5,760 posts, read 11,546,851 times
Reputation: 4949
Quote:
Originally Posted by The Very Man Himself View Post
You're likely correct on the issue as it relates to the residential consumer, but industrial uses are different.
A large data center uses the electricity equivalent of 80,000 homes. They run 24/7 so I don't think solar alone or renewables alone is the current solution there. Maybe when solar/wind/wave, etc. can be integrated.

Amazon alone, between Amazon retail and Amazon Web Services, has 50 data centers in just three counties in Northern Virginia, where data center land now tops $2M per acre. Two years ago Microsoft paid $90M for 66 acres, and that land rush is starting to bleed over into Md. Not all land is suitable. See this:

https://datacenterfrontier.com/quant...s-in-maryland/

Gotta love the name of the company: Quantum Loophole.
Well, "homes" is rather a nonsense measure of Energy or Power, but let's work with what you have?

Your site shown -- 2100 Acres. at 43560 square feet per acre = 91476000 square feet.

20 Watts per square foot is typical current Solar PV.

91476000 square feet at 20 watts per square feet = 1.83E9 Watts. No extra land -- just over this site alone.

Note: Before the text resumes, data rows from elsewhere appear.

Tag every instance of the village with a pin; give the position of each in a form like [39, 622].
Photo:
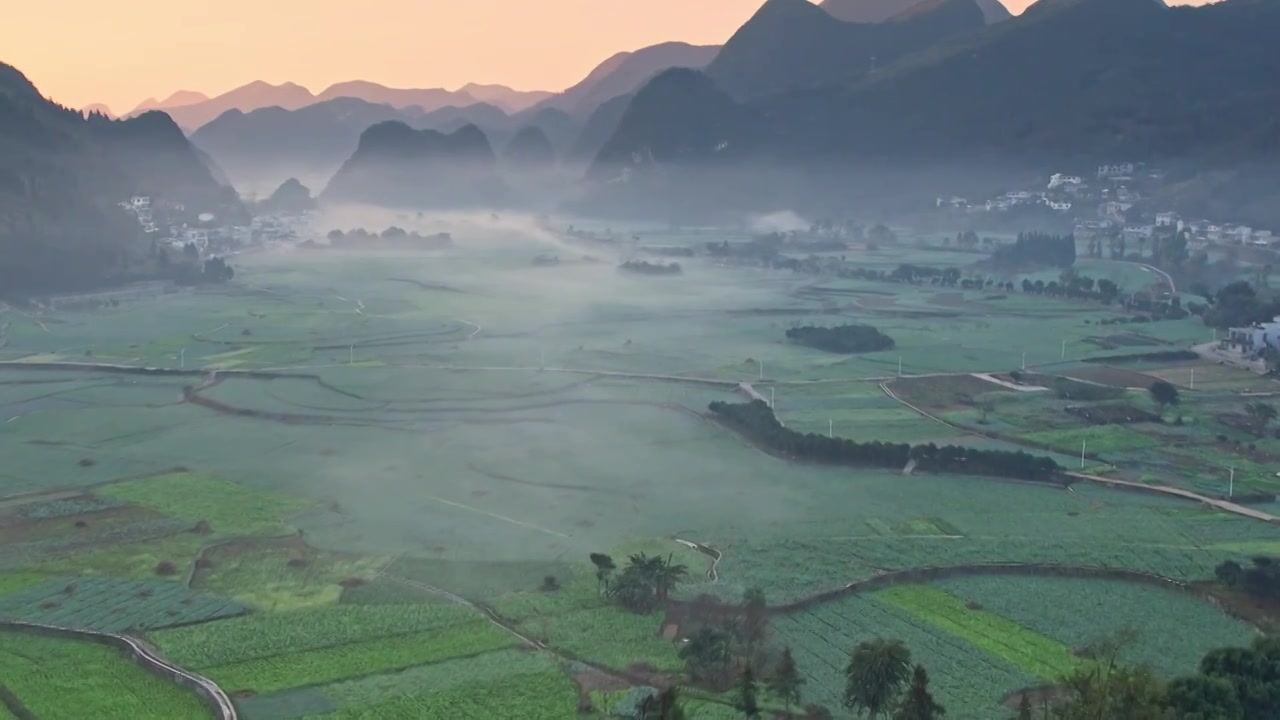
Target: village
[1115, 206]
[176, 228]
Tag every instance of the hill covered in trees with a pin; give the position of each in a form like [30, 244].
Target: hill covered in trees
[397, 165]
[62, 177]
[1102, 89]
[794, 44]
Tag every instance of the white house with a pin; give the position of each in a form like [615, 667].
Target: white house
[1057, 180]
[1115, 171]
[1256, 336]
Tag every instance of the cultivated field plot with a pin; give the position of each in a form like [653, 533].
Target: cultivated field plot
[65, 678]
[114, 606]
[344, 443]
[1171, 630]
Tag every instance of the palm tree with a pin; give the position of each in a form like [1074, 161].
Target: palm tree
[1261, 414]
[876, 674]
[707, 652]
[919, 703]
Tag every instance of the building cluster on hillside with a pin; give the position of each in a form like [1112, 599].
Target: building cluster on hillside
[173, 227]
[1112, 204]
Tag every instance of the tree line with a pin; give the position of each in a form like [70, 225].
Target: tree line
[757, 420]
[1036, 249]
[841, 338]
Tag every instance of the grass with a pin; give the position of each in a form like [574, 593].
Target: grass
[272, 634]
[1173, 630]
[337, 662]
[533, 695]
[227, 506]
[277, 579]
[1029, 651]
[112, 605]
[65, 678]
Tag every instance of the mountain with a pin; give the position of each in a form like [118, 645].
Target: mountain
[507, 99]
[397, 165]
[269, 144]
[624, 73]
[1066, 85]
[251, 96]
[794, 44]
[176, 100]
[599, 126]
[292, 199]
[62, 178]
[529, 149]
[881, 10]
[430, 99]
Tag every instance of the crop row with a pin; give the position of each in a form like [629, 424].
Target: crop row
[1036, 654]
[280, 633]
[333, 664]
[968, 680]
[112, 605]
[65, 678]
[535, 695]
[67, 507]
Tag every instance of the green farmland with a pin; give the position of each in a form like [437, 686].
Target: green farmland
[369, 486]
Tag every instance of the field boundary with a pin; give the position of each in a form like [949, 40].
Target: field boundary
[142, 655]
[1031, 569]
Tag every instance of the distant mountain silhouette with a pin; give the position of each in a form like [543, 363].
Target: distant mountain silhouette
[291, 197]
[881, 10]
[507, 99]
[401, 167]
[625, 72]
[1101, 90]
[599, 126]
[176, 100]
[794, 44]
[529, 149]
[62, 177]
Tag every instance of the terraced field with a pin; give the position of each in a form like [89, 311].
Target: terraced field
[343, 495]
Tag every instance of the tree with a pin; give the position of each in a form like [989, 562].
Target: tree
[707, 654]
[876, 674]
[604, 565]
[919, 703]
[662, 706]
[755, 616]
[1164, 393]
[748, 700]
[786, 682]
[1024, 707]
[1260, 414]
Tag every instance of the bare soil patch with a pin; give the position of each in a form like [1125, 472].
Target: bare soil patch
[1115, 377]
[942, 391]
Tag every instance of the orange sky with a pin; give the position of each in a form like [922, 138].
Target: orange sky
[82, 51]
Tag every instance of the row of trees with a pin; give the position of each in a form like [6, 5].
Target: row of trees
[1036, 249]
[841, 338]
[757, 420]
[1260, 579]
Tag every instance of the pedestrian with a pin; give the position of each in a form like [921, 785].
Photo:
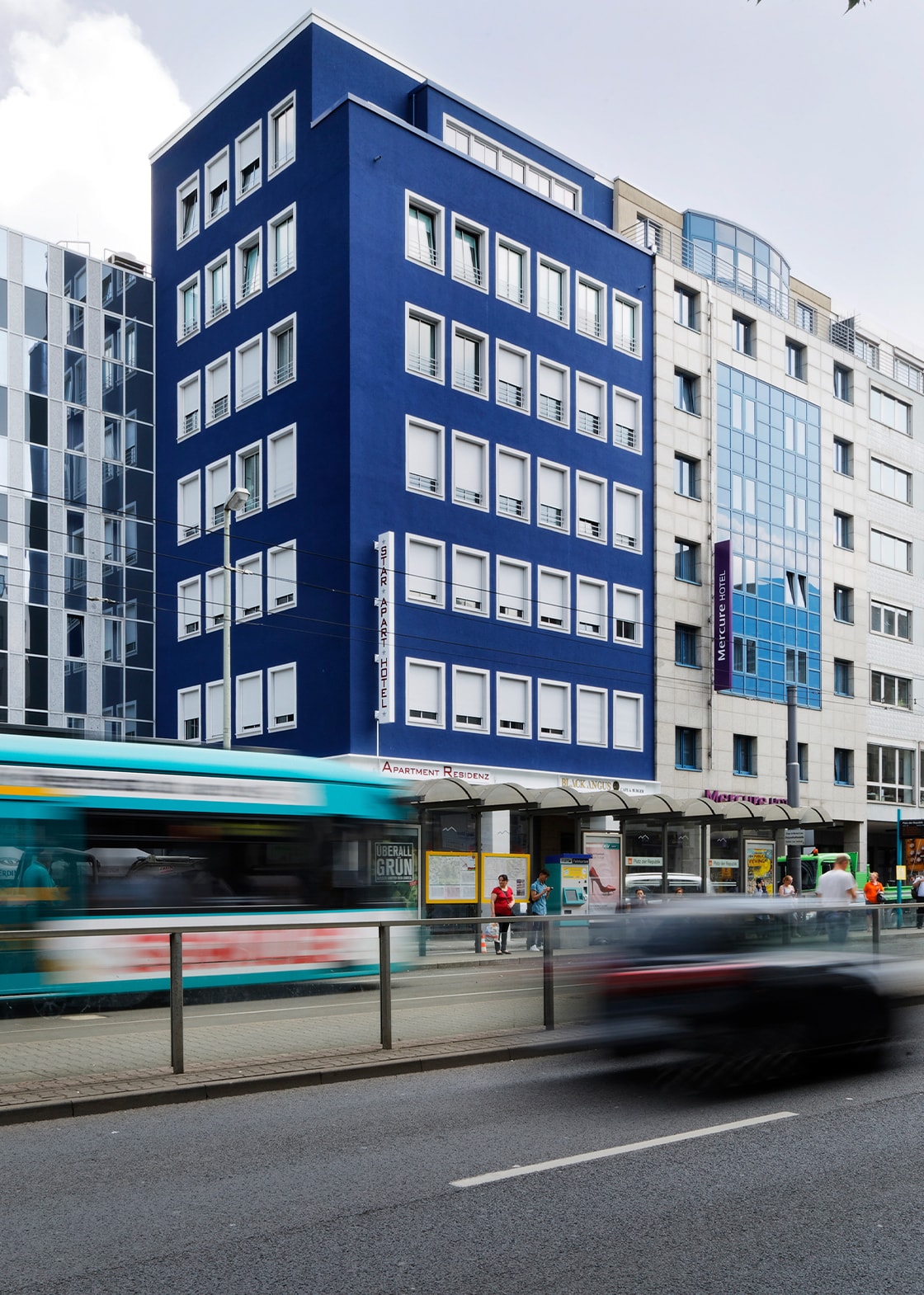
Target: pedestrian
[538, 895]
[836, 890]
[502, 897]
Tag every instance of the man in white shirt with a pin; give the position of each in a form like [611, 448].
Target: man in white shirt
[837, 888]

At Daytime Production, this site alone could replace 2 entire Nuke Reactors, with just simple Solar PV, ZERO additional land use.

----------------------------------

Meanwhile US Data Centers TOTAL use about about 2% of total Electricity Use. We lose more than that, just shipping electricity around. This is just silly. But not uncommon. Sort of strange about this industry, how few folks understand, but how many think they do.

See for yourself -- https://www.energy.gov/eere/building...rs-and-servers

======================================
Data centers are one of the most energy-intensive building types, consuming 10 to 50 times the energy per floor space of a typical commercial office building. Collectively, these spaces account for approximately 2% of the total U.S. electricity use.